You can ask any person who has ever been a patient in the hospital, or had a family member in the hospital: You want your nurse to be serious. All good. I loved 1975-2018 working in the hospital. Being part of multi-discipline teams, bringing serious care, nursing skill, clinical expertise and with my mentors support; loving awareness and compassion in action. For my own stress management having fun, being creative (like this website) and being with people has helped me have the full experience of life. So I will gather a few pictures, videos, creative writing and in my big world view share a meditation on fun.
In 2017 at the Ram Dass Open Your Heart Retreat, Stephen Tyler came to meet Ram Dass, while he was there he heard me playing the Ode To Joy melody on the harmonium. Curious he came over and heard us singing the Hindi Hanuman Chalisa. He joined in with Diana and I toning the notes. He knew the melody from his Dad who was a classical musician. I gave him a harmonium lesson while he was there. He won the auction for it and took it home. He has had a tough year, wishing him peace and equanimity with everything.
Getting together with Ram Dass was always the full experience!
In 1981, I did a 5 day Zen Sesshin with Sazaki Roshi, (this was not fun). There was a jikijitsu, a trained student, in the meditation hall who used a stick, if you were nodding off, or seemed to need some energy during the formal sitting practice. I sat very still and alert the whole time he walked around. After the retreat I felt inspired by my experience to write a poem about death. I sent a copy to my friend Stephen Levine, and he sent back this post card response. Fun city! Instructions on where to go on the Path of Death when leaving the body.
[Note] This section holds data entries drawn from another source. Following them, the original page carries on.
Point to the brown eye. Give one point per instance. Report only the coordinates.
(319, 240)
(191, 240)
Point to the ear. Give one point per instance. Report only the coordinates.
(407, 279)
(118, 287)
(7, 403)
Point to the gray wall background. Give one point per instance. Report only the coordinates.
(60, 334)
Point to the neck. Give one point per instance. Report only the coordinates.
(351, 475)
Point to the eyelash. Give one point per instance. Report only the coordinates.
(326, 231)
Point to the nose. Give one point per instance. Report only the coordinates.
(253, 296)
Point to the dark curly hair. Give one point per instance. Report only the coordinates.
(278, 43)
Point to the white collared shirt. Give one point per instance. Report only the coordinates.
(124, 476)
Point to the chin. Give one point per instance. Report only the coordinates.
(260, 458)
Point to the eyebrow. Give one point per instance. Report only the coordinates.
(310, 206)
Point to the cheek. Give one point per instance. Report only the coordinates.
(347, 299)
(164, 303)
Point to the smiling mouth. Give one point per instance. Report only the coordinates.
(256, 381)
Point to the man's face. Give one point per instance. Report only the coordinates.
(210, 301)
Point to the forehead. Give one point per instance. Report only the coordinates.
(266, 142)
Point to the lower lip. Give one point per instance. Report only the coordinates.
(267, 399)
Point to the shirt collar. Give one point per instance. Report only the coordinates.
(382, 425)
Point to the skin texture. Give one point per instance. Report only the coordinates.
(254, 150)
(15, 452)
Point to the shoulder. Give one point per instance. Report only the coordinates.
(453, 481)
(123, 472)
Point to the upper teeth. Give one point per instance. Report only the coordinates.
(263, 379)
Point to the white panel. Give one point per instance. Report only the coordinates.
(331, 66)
When I learned Stephen had passed, I heard his voice in my Heart repeating, “Deathless.”
I see you walking by
With your black robes
You touch some with your stick
I see them bow before your blow
You walk quietly throughout the house
I forget sometimes your presence.
The pain of your touch brings fear.
I deny, bargain, feel enraged.
What happens after your blow I do not know.
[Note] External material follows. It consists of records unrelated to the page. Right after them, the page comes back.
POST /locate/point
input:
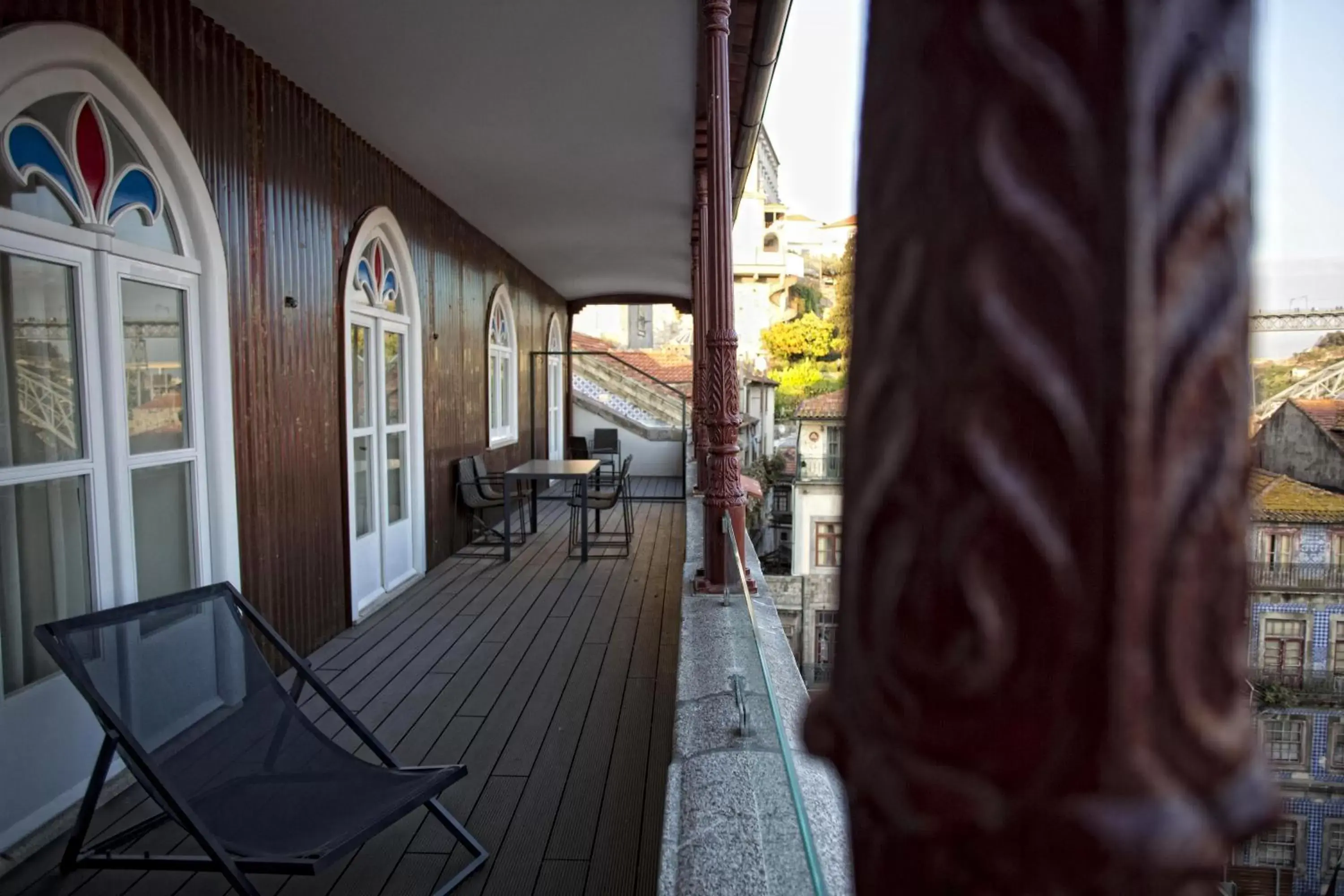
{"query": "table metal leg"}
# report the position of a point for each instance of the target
(584, 509)
(508, 512)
As the days, months, years pass
We grow more familiar
As each one bows after your blow
The separation between us
Grows less and less
Our house is one house
In which we both dwell
Your gentle sweet caress
Is one I shall know directly some day
Because of my birth
Of this I am assured.
For now your nearness
Is much like my breath
And your quiet path
Echoes in my ear.
Almost every bluegrass, old-time musician knows the tune “Whiskey Before Breakfast,” just ask them. You can do this too. The team of the No Name String Band, the kirtan band Jaya and Vasu Jon Seskevich send out fun love with: Dona Nobis Pacem: Grant us Peace. Kyrie Elison Christe Elison: Lord have mercy Christ have mercy. From 2015 Mid-West Bhaktifest Madison, Wisconsin.